The Municipal Demarcation Board presented its Annual Report outlining the structure of its board and staff, programmes and projects undertaken and its strategy for 2004/5. The primary concern was that the MDB was on course to run out of funds by November this year - leaving four months still to go in the financial year. Questions that arose were:
- if Parliament's failure to pass any legislation on cross-boundary municipalities this year would affect plans to phase in the new boundaries;
- why nothing has been done regarding its funding running out;
- if cross-boundary municipalities would be abolished and redesignated within the existing provincial boundary, or the existing municipal boundaries;
- if non-viable municipalities would be redemarcated for the upcoming local government election;
- if the MDB was on track to hand over the demarcation to the Independent Electoral Commission in April 2005;
- if traditional authority boundaries have been accommodated in the demarcation process;
- if consultants were being used to deal with ongoing technical corrections and was it not possible to scale down on consultant costs;
- if the resolutions taken at the recent DPLG and SALGA conferences have been incorporated into the work done by the MDB;
- if steps had been taken to correct the concerns raised in the Auditor-General's report and
- a request for a breakdown of the office expenses and Board member's salaries.

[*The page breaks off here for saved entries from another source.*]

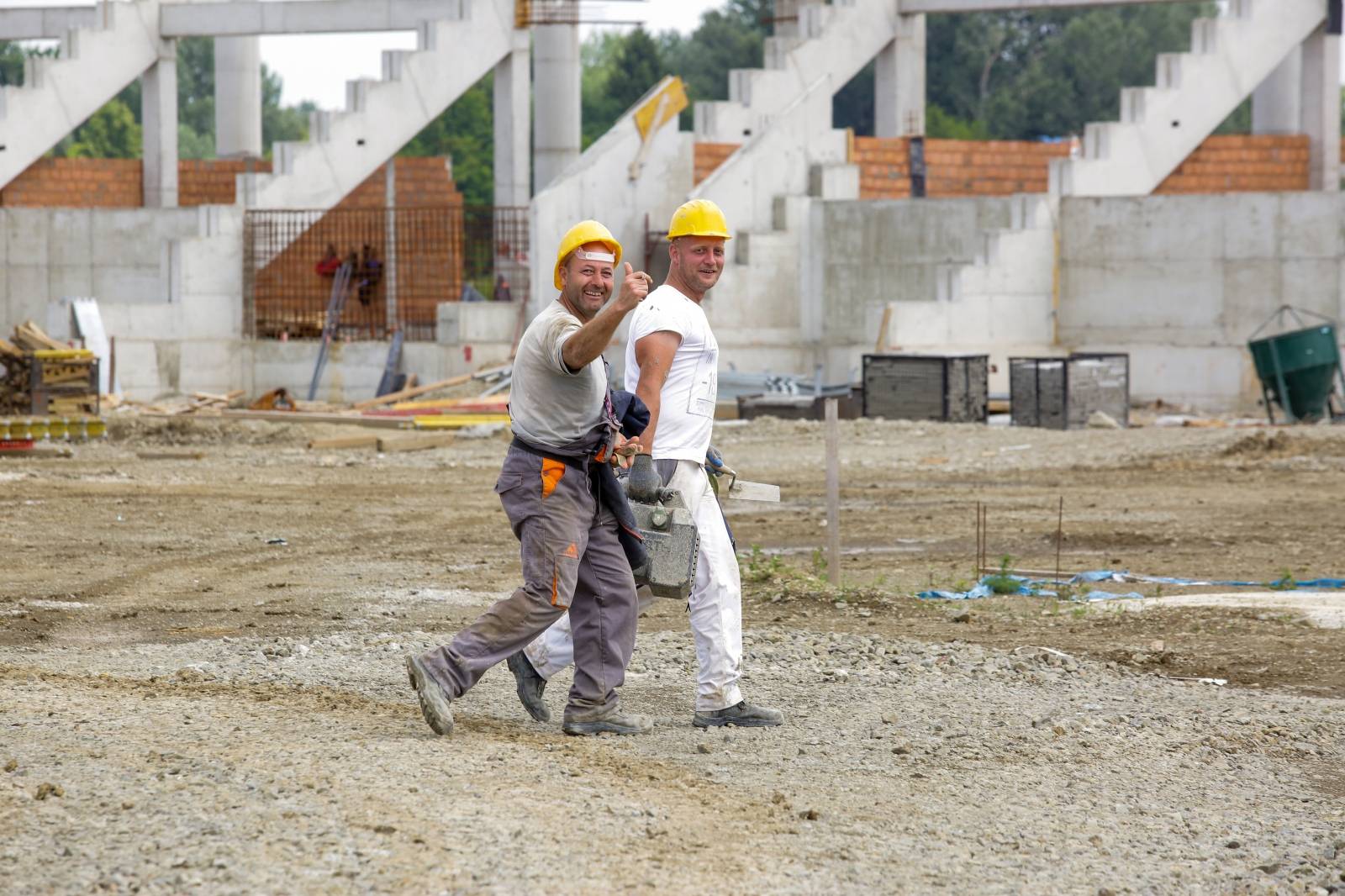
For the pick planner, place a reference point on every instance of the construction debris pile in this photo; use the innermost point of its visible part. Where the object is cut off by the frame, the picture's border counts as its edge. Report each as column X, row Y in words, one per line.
column 44, row 377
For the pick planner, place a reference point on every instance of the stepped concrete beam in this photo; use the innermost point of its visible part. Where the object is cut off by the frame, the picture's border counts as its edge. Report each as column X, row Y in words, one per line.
column 239, row 98
column 900, row 82
column 60, row 94
column 556, row 69
column 911, row 7
column 1322, row 108
column 225, row 18
column 513, row 125
column 159, row 118
column 1278, row 103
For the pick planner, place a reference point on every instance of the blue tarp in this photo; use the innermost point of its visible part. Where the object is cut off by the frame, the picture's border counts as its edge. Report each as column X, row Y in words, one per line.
column 1042, row 587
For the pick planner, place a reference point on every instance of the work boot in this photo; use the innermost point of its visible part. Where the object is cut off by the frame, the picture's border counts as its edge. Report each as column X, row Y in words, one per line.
column 530, row 687
column 432, row 698
column 609, row 719
column 743, row 714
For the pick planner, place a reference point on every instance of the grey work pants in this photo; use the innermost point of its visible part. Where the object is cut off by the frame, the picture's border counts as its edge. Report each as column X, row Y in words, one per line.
column 572, row 561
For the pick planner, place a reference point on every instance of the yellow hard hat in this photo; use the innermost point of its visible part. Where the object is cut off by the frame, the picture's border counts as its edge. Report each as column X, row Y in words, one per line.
column 580, row 235
column 699, row 219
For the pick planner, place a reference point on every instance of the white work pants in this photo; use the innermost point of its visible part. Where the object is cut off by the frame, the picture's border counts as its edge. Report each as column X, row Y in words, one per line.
column 716, row 603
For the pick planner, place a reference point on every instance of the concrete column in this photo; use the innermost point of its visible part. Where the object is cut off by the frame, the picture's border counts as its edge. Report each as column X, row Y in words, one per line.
column 1322, row 109
column 1277, row 104
column 513, row 125
column 159, row 125
column 899, row 92
column 556, row 96
column 239, row 98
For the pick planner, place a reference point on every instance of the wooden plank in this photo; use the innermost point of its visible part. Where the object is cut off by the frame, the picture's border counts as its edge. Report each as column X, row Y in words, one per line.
column 420, row 441
column 346, row 441
column 414, row 392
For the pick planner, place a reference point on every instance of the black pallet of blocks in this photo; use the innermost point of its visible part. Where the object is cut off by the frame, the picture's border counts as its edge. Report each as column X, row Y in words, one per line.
column 948, row 387
column 1063, row 393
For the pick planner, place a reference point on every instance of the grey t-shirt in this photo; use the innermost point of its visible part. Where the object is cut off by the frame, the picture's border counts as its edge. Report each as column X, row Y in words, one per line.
column 551, row 405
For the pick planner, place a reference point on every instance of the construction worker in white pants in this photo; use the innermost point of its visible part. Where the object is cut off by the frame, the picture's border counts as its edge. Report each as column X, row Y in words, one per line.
column 672, row 363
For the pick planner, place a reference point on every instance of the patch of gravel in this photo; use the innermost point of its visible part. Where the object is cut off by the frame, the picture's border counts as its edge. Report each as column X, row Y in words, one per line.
column 300, row 764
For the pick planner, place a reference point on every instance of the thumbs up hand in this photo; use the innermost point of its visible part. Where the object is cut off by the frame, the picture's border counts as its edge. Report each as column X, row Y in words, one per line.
column 634, row 288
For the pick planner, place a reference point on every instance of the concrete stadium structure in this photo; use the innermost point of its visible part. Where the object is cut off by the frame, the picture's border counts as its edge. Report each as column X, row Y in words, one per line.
column 1096, row 261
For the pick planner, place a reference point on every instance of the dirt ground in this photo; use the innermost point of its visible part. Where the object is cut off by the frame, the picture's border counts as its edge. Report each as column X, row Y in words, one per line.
column 192, row 704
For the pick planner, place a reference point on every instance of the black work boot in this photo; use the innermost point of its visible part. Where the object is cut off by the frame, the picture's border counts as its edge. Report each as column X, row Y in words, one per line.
column 743, row 714
column 530, row 687
column 611, row 719
column 432, row 698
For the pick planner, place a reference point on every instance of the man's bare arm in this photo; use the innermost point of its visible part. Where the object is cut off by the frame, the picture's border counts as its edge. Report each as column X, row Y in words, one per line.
column 596, row 335
column 654, row 356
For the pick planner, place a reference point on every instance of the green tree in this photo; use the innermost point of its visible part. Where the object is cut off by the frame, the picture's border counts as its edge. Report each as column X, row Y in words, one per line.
column 109, row 134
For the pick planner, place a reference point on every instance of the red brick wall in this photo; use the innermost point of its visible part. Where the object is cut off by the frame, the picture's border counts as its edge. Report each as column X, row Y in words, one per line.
column 1243, row 165
column 118, row 183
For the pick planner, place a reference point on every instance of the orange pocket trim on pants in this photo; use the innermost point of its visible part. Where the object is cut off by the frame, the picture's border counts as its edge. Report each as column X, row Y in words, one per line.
column 551, row 472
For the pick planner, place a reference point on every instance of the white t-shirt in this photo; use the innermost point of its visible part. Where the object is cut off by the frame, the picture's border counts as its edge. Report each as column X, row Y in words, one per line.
column 686, row 407
column 551, row 405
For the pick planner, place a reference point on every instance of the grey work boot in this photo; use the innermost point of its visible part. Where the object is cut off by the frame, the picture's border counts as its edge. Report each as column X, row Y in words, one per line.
column 743, row 714
column 530, row 687
column 611, row 719
column 432, row 698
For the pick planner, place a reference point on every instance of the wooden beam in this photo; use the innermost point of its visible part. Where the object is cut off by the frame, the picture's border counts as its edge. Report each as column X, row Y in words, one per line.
column 420, row 441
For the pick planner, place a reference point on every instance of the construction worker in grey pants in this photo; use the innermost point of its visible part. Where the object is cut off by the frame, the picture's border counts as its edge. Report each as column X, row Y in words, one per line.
column 571, row 540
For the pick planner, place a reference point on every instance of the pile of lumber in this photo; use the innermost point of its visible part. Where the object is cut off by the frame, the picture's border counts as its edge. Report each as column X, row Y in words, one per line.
column 45, row 377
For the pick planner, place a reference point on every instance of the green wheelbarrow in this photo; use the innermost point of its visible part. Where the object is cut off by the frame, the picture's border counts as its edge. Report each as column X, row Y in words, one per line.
column 1298, row 369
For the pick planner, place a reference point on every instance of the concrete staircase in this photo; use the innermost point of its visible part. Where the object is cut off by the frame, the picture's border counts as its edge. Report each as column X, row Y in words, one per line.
column 381, row 116
column 58, row 94
column 833, row 40
column 1192, row 96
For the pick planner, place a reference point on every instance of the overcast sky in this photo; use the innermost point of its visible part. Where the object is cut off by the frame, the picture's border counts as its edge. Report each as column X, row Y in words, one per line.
column 318, row 67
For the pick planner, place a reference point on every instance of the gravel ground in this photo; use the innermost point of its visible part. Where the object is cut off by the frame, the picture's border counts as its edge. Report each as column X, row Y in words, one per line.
column 302, row 764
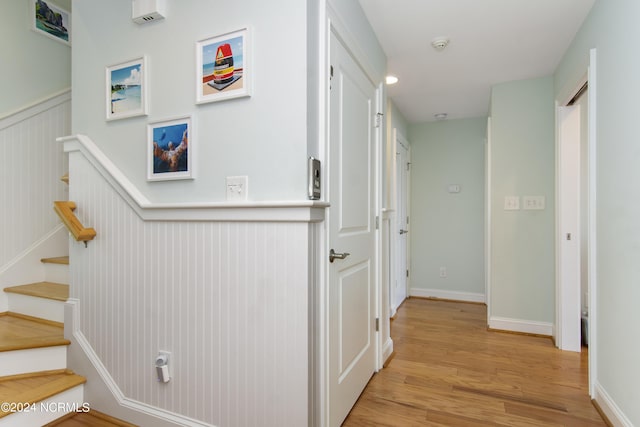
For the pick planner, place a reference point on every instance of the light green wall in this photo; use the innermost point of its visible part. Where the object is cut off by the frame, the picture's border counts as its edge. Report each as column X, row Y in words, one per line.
column 612, row 28
column 447, row 229
column 33, row 65
column 523, row 164
column 263, row 136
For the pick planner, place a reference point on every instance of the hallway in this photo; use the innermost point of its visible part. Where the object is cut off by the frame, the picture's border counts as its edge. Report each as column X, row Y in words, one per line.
column 448, row 370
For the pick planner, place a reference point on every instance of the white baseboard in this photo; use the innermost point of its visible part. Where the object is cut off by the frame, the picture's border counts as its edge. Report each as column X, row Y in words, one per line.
column 519, row 325
column 609, row 407
column 444, row 294
column 387, row 350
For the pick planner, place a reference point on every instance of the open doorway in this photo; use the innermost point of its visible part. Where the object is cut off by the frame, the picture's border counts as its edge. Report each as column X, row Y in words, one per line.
column 576, row 227
column 400, row 285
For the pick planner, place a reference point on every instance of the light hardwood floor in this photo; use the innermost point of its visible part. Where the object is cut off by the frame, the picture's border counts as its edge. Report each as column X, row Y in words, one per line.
column 448, row 370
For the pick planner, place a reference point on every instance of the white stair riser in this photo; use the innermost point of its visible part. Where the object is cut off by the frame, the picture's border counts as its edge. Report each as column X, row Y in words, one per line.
column 33, row 360
column 48, row 410
column 56, row 273
column 37, row 307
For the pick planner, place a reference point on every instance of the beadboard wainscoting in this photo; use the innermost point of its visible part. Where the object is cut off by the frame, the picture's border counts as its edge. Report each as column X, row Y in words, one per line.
column 32, row 165
column 229, row 298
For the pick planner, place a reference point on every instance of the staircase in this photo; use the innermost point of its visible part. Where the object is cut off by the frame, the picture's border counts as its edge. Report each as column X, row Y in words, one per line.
column 36, row 387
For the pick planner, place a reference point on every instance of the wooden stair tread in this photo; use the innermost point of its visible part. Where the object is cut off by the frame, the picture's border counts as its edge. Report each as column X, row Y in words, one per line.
column 19, row 332
column 54, row 291
column 33, row 388
column 92, row 419
column 56, row 260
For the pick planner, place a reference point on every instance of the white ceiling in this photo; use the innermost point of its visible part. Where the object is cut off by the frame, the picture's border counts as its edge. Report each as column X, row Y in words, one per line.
column 491, row 41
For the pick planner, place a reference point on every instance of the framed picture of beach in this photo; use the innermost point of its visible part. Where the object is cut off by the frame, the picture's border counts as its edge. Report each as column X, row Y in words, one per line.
column 126, row 89
column 223, row 67
column 50, row 20
column 170, row 149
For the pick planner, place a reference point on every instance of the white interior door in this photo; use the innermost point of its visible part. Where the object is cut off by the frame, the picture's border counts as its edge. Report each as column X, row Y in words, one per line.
column 568, row 289
column 351, row 223
column 402, row 224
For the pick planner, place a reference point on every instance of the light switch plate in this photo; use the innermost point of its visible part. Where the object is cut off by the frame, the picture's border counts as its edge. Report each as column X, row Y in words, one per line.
column 237, row 188
column 511, row 203
column 533, row 202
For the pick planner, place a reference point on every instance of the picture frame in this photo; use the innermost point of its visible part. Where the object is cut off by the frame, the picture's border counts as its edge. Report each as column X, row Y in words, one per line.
column 170, row 145
column 126, row 89
column 50, row 20
column 223, row 68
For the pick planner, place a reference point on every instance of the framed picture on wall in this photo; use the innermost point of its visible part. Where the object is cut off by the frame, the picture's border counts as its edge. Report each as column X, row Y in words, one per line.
column 50, row 20
column 170, row 149
column 126, row 89
column 223, row 67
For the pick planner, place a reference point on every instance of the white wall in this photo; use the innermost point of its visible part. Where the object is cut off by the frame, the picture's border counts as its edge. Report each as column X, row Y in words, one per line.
column 612, row 29
column 447, row 229
column 522, row 288
column 263, row 137
column 34, row 66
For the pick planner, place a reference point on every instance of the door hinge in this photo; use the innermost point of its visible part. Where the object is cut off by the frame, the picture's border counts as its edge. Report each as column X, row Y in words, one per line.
column 330, row 75
column 379, row 119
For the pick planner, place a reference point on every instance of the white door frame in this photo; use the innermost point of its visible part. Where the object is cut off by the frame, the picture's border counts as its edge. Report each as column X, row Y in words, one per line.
column 399, row 139
column 333, row 23
column 592, row 223
column 568, row 289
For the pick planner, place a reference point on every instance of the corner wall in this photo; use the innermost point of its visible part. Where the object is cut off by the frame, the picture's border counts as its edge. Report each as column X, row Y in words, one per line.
column 522, row 288
column 447, row 229
column 611, row 28
column 36, row 66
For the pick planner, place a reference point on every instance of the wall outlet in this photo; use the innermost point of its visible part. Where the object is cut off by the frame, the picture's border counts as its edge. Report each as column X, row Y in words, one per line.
column 533, row 202
column 163, row 365
column 237, row 188
column 511, row 203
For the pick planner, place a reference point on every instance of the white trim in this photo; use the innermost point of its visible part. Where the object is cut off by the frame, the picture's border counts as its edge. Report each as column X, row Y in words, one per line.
column 488, row 213
column 518, row 325
column 592, row 284
column 35, row 108
column 613, row 413
column 110, row 383
column 445, row 294
column 285, row 211
column 39, row 416
column 387, row 349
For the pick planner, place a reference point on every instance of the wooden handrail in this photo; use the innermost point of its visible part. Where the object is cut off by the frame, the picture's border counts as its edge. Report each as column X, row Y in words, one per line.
column 65, row 210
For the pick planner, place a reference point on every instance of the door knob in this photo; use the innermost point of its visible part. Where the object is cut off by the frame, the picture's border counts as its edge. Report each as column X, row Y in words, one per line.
column 335, row 255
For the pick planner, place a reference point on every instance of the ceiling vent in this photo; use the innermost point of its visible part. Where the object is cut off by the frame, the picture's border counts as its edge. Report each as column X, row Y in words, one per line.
column 143, row 11
column 439, row 43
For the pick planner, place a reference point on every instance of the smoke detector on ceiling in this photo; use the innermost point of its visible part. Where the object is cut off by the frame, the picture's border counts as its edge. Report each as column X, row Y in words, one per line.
column 143, row 11
column 439, row 43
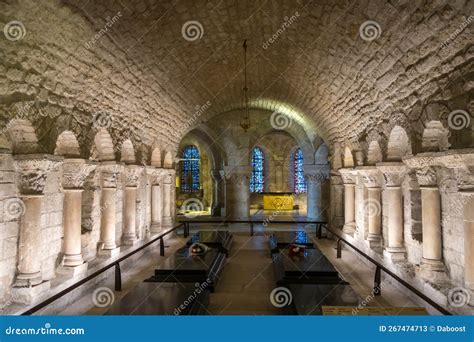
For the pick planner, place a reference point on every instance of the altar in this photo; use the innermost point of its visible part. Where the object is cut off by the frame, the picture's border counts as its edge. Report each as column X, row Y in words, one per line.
column 278, row 201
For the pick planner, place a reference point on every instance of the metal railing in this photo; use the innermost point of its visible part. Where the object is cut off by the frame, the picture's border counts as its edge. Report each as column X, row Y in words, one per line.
column 115, row 264
column 377, row 290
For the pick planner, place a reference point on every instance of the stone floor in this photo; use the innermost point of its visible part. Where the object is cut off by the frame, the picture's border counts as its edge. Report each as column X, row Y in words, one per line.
column 246, row 281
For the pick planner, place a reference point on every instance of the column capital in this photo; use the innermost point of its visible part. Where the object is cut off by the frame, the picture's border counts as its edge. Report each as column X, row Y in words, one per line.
column 217, row 175
column 132, row 175
column 427, row 177
column 109, row 173
column 319, row 177
column 393, row 173
column 371, row 176
column 75, row 172
column 348, row 175
column 33, row 170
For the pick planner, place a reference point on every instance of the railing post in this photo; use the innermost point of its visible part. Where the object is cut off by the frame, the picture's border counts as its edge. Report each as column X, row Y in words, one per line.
column 118, row 278
column 162, row 247
column 377, row 282
column 339, row 248
column 185, row 229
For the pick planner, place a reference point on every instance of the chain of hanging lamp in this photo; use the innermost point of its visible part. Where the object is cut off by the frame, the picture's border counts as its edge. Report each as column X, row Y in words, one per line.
column 245, row 121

The National House of Traditional Leaders indicated that they did not meet often enough with the Committee, that it continues to operate without its own chamber and that it needed financial autonomy. During the discussion the NHTL was asked to indicate the kind of budget it would require to enable it to properly perform its functions, and clarity was sought on its relationship with the relationship between itself and the NHTL and Municipal Demarcation Board.

MINUTES
Presentation by Local Government Water and Related Services SETA

Mr S Nkosi, CEO: LGWSETA, conducted the presentation (document attached) which outlined the overview of the sector, the LGWSETA mandate, the institutional fundamentals, its strategic projects, the National Skills Development Strategy (NSDS) targets, its areas of under-performance and challenges it faced.

Discussion
Mr S Mshudulu (ANC) questioned whether the LGWSETA would have been in this position if it had spoken out earlier, and asked why it waited for the Minister to make an intervention.

Mr Smith asked LGWSETA to indicate the Minister's response to the LGWSETA's reasons for the problems it encountered.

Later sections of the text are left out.